Он говорил веско, убедительно, но этот тон оказался излишним. Тетя Нуца, покорно подняв со стула свое разбитое тело, сделала несколько нетвердых шагов. Зура и долговязая женщина в черном подхватили ее под руки и вывели. Зура тотчас вернулся обратно. В комнате нас оказалось пятеро — я, Каха, Зура и двое молодых родственников.
— А ну, ребята, перенесем покойного на тахту! — скомандовал Зура.

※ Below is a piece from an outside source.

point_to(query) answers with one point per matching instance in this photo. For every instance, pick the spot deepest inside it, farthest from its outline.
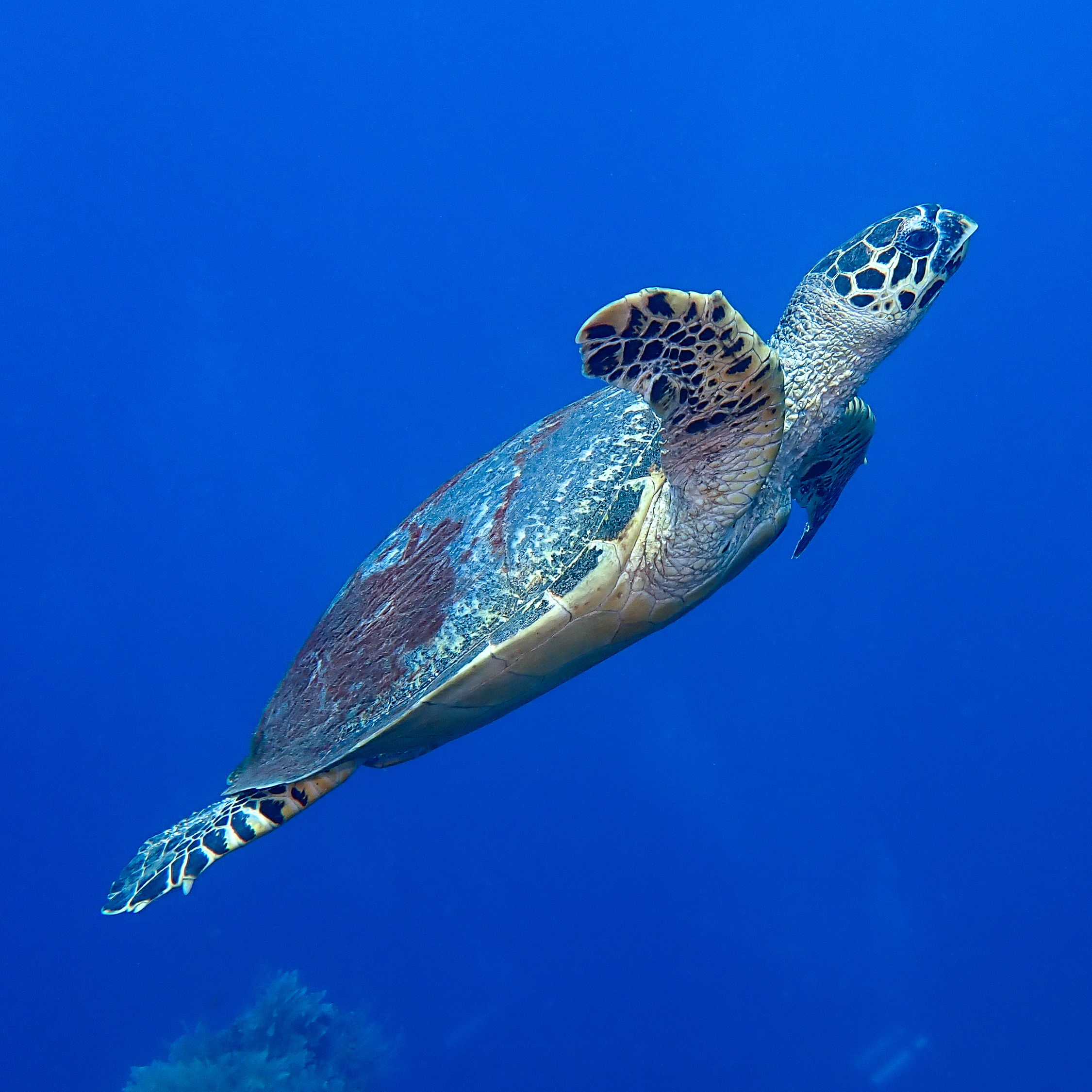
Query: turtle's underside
(588, 531)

Тахта уже стояла наготове посреди комнаты. Пока ее покрывали ковром, я, скрестив руки на груди, стоял у стены. На какое-то мгновенье мне вдруг показалось, что я вторично присутствую и переживаю смерть Цотне, но этому ощущению все же чего-то недоставало. Я не мог понять, тяготила меня смерть дяди Ираклия, или моя скорбь была отражением скорби, некогда пережитой в этой семье. Воспоминание и реальность смешались друг с другом… я будто раздвоился, я стоял здесь, как будто все тот же Тархудж, но изменившийся и смирившийся. Тем временем с покойника стянули простыню, я подошел к кровати. Дядя Ираклий лежал в полосатой пижаме, лик его был бледен и умиротворен. Интересно, какую тайну унес он с собой? В другое время, наверное, смерть его потрясла бы меня, но сейчас я был относительно спокоен, и состояние мое лишний раз подтверждало истину, что все в этом мире относительно, и само несчастье, и отношение к смерти, потому что провидение карает человека не только смертью, но и долголетием, ибо для некоторых иной раз смерть — желанное облегчение. От кровати тянуло неприятным, почти смрадным запахом, мятые простыни были отмечены налетом желтизны, но лицо дяди Ираклия еще казалось лицом живого человека, а не трупа. Я взялся за ноги, остальные подхватили усопшего с боков и перенесли его на тахту. Тело было еще мягким, мышцы и суставы не успели окоченеть. Он больше походил на спящего, чем на покойника. Почему все-таки у него такое спокойное лицо? Наверное, он не мучился перед кончиной и, кто знает, может быть, его осеняла надежда, что на том свете он встретится со своим единственным сыном, без которого жизнь его обратилась в сплошной ад. Невольно я обернулся к фотографии в простенькой рамочке — сияя от счастья, дядя Ираклий за плечи прижимал к себе маленького пухленького Цотне, а тот, надувшись, исподлобья смотрел в объектив. Я снова взглянул на покойного. Я знал, что он не верил в загробную жизнь, но, глядя на это спокойное, почти улыбающееся лицо, мне хотелось оставить ему хоть искру надежды.